The urban industrial diet had many advantages. The food supply became more predictable and had far less contamination from microbes and parasites. In general, the nutrients from animal based foods are more concentrated and more readily absorbed by our bodies and so devastating deficiencies of iron, calcium and vitamin A became less common.
This new diet has been very appealing to each new wave of city dwellers throughout the world, but it also has a down side. Life in town requires less physical exercise than life in the countryside, and the rich new diet provided more calories than we were burning as fuel. Our bodies store the surplus calories as fat. Increasingly, people living in the industrialized parts of the world have become overweight. As we put on extra pounds, the rate of several serious diseases began an ominous increase. Heart disease, stroke, cancer and diabetes all have become more prevalent wherever and whenever people adopt the industrialized diet.
However, some of the diseases that increased rapidly with the industrialized diet seem to be less clearly related to obesity. The common thread among cancer, arteriosclerosis, diabetes, osteoarthritis, osteoporosis, cataracts and macular degeneration is tissue or cellular deterioration.

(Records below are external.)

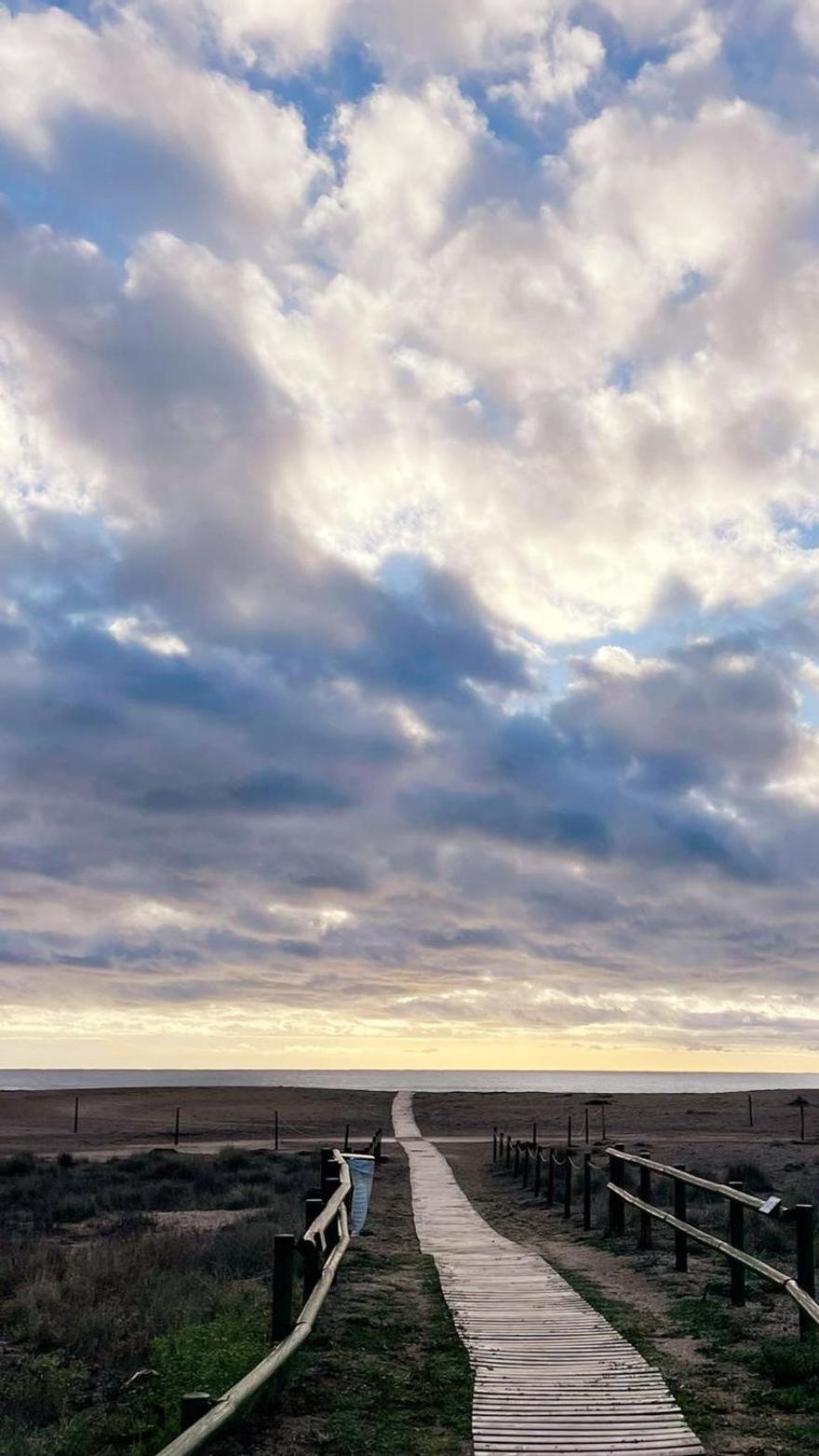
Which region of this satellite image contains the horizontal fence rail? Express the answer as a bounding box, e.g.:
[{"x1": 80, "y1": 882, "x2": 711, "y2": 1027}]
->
[
  {"x1": 491, "y1": 1124, "x2": 819, "y2": 1340},
  {"x1": 158, "y1": 1134, "x2": 356, "y2": 1456}
]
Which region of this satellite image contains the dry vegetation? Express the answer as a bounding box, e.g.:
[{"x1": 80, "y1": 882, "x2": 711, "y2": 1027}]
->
[{"x1": 0, "y1": 1149, "x2": 317, "y2": 1456}]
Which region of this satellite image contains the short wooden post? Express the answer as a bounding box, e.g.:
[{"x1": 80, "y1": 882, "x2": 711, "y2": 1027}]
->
[
  {"x1": 302, "y1": 1195, "x2": 325, "y2": 1303},
  {"x1": 271, "y1": 1234, "x2": 295, "y2": 1344},
  {"x1": 179, "y1": 1391, "x2": 217, "y2": 1431},
  {"x1": 320, "y1": 1147, "x2": 339, "y2": 1203},
  {"x1": 584, "y1": 1153, "x2": 592, "y2": 1234},
  {"x1": 674, "y1": 1164, "x2": 688, "y2": 1274},
  {"x1": 325, "y1": 1174, "x2": 342, "y2": 1252},
  {"x1": 608, "y1": 1143, "x2": 625, "y2": 1234},
  {"x1": 728, "y1": 1182, "x2": 745, "y2": 1307},
  {"x1": 638, "y1": 1165, "x2": 653, "y2": 1249},
  {"x1": 794, "y1": 1203, "x2": 816, "y2": 1340}
]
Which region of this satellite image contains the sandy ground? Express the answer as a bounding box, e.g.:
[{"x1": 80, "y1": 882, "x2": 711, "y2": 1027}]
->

These are called 'degenerative diseases' because they appear to be caused by a premature or unnecessary degeneration of our tissue at the cellular level. A growing mountain of evidence is indicating that risk of developing these degenerative diseases is greatly reduced by the presence of phyto-chemicals, or plant based chemical compounds in our diet. These plant substances, which include vitamins, minerals, antioxidants, essential fatty acids and fiber were much more plentiful in our native pre-industrial diet.